First obstacle: what do we do with the things that we will sell? And the things the kids need to go through? At first we set aside a room for those items, but when that room filled in the first few days, we realized that wasn’t going to work. So we began putting things in closets…those closets I had just been so proud of emptying!
A second challenge was trying to determine what items have more than sentimental value and if they do, then what do we do with them? For instance, we found two prints from the 1930’s with artist signatures. After researching on the internet we found an art appraiser in Holland, Michigan, and made an appointment to talk with him. Turns out they do have significant value and so we are going through a process to preserve them. (Amazing how when treasures are found, we have to spend more money to ensure their continued value!) Having accumulated costume jewelry from Bob’s maiden aunts, his mother and my mother, we literally have buckets of the stuff. What does one do with that? To sell it on eBay would take an incredible amount of time…something that seems to be pretty scarce right now.
Next came box after box of photographs. Bob and I spent more than 24 hours sorting through photos, postcards and notes (so much for the one day per room idea). Some dating as far back as the late 1800’s. Our mantra became: “If our kids don’t know the people, we throw the pictures out!” I did save about 10 sets of pictures to send to relatives and friends for whom the pictures would have some meaning. An added bonus are the notes and phone calls I’ve received when those mementos were received.
Then came the basement. The place where when I don’t know what to do with something, it’s placed in a plastic tub and taken down there…sort of out of sight out of mind. Our son, Stephen, who lives in DC offered to come home for a week and help us go through things. I’m not sure he knew what he was in for when he volunteered. (I’m sure the other 3 kids are thinking, “OMG what do they have in mind for me to do?”) But oh was his help a godsend! We sorted a lot, laughed a lot, and drank a lot of beer. I’m sure it’s an experience neither he, nor his father nor I will ever forget. Finding decades old pictures (yep, there were more down there!) of all of us, long forgotten school projects, souvenirs from family camping trips made for many recollections and while not exactly fun…the experience definitely had its memorable moments of hilarity.
So where do we stand now? The last remaining challenge is the garage. I think as we’ve moved through this process it’s become easier to know what to throw away and what to sell. (After 40+ years in education, however, I have found myself saying, “Oh a teacher could use that. Put that on the free table.”) While Stephen was here we did gather a lot of hazardous wastes including: some pesticides as well as hydrochloric acid, oil paints and motor oil left by the previous owner. Yep, you read that right. We have allowed that to remain in the garage and basement for the past 20 years.

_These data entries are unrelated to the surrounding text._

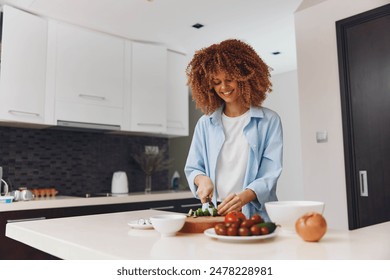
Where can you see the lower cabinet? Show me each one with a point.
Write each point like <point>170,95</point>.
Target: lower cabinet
<point>14,250</point>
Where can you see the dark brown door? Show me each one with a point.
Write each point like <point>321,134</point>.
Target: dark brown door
<point>364,64</point>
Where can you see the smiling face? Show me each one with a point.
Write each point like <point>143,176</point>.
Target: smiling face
<point>227,89</point>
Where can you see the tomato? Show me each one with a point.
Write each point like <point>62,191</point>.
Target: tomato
<point>220,229</point>
<point>234,216</point>
<point>243,231</point>
<point>232,231</point>
<point>264,230</point>
<point>247,223</point>
<point>233,224</point>
<point>255,230</point>
<point>257,219</point>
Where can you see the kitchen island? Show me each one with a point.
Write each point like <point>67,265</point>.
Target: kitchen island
<point>69,206</point>
<point>108,236</point>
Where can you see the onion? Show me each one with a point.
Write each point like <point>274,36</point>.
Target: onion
<point>311,226</point>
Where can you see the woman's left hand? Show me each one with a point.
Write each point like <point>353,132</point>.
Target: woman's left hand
<point>234,202</point>
<point>231,203</point>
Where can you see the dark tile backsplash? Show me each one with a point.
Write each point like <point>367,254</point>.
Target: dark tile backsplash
<point>74,162</point>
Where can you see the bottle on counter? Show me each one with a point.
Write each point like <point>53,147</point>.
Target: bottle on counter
<point>175,181</point>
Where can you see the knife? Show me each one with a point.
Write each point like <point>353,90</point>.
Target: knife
<point>209,205</point>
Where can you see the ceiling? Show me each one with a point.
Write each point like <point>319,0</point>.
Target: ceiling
<point>268,25</point>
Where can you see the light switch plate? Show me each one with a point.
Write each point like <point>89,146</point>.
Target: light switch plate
<point>322,136</point>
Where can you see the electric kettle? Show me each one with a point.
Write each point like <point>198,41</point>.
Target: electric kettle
<point>5,190</point>
<point>119,184</point>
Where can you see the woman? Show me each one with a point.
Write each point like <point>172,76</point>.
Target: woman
<point>236,151</point>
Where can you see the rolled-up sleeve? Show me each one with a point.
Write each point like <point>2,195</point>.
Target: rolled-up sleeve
<point>195,164</point>
<point>270,161</point>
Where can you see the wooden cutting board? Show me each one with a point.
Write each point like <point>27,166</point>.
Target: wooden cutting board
<point>200,224</point>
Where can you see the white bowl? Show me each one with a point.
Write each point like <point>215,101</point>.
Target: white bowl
<point>286,213</point>
<point>6,199</point>
<point>168,224</point>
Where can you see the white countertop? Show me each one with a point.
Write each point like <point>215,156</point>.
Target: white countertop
<point>73,201</point>
<point>108,236</point>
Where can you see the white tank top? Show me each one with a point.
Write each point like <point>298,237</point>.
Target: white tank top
<point>233,158</point>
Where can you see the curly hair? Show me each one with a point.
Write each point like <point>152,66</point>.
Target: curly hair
<point>237,59</point>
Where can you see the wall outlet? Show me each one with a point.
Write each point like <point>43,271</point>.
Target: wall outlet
<point>151,150</point>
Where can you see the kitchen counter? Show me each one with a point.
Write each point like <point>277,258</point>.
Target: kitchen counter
<point>73,201</point>
<point>108,236</point>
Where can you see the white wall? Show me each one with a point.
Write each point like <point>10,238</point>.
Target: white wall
<point>319,102</point>
<point>284,100</point>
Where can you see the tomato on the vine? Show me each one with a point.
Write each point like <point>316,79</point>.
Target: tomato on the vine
<point>234,216</point>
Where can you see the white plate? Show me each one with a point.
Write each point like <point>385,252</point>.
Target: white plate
<point>211,233</point>
<point>140,224</point>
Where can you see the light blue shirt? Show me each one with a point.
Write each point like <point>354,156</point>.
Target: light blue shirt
<point>265,138</point>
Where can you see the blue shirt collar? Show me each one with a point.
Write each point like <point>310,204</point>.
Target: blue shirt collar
<point>254,112</point>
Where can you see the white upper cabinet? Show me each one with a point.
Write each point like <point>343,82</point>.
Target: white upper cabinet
<point>177,113</point>
<point>148,104</point>
<point>89,76</point>
<point>23,67</point>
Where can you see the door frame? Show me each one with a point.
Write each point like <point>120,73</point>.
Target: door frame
<point>352,182</point>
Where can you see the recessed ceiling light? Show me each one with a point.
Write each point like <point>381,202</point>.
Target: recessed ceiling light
<point>197,25</point>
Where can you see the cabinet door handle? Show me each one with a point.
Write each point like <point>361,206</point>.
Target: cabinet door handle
<point>26,220</point>
<point>95,97</point>
<point>363,183</point>
<point>163,207</point>
<point>150,124</point>
<point>25,113</point>
<point>190,205</point>
<point>175,124</point>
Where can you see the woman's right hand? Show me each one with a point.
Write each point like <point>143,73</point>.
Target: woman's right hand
<point>205,188</point>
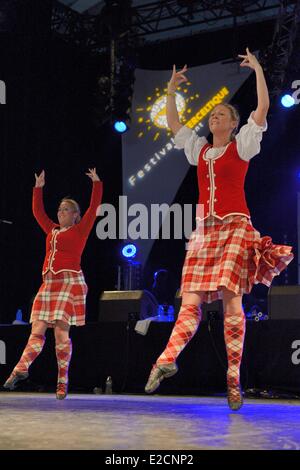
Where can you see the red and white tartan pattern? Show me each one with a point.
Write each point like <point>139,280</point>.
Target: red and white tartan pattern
<point>184,329</point>
<point>63,355</point>
<point>61,297</point>
<point>33,348</point>
<point>234,334</point>
<point>230,253</point>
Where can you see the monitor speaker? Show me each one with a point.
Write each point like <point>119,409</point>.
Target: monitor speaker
<point>126,305</point>
<point>284,303</point>
<point>214,310</point>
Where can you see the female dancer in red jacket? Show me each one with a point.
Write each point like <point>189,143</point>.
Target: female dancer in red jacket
<point>60,301</point>
<point>228,256</point>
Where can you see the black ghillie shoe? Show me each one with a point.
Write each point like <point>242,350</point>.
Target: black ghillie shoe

After much searching Stephen found a location about 80 miles from here that would accept these items periodically and how convenient that the next collection date (by appointment only) was only 2 days after his call. We traipsed down there with 4 tubs full of wastes. We were so pleased with ourselves that we were discarding these items in a safe way! When we got home after driving more than four hours, Bob said, “I won’t tell people how stupid we are, if you don’t. We left the oil paint and the Raid in the middle of the garage floor!” When Bob called to schedule a second appointment for the conservation area’s next collection date, the woman inquired, “Weren’t you just here?” Guess the secret’s out now!
I think we’re making good progress! We’ve contacted a realtor. The house goes on the market August 25. This gives us three weeks to get the garage cleaned out and the deck painted. Then hopefully the house will sell quickly. In early September we’re headed to Alaska for a couple of weeks. Wouldn’t it be nice if the house sold while we were gone?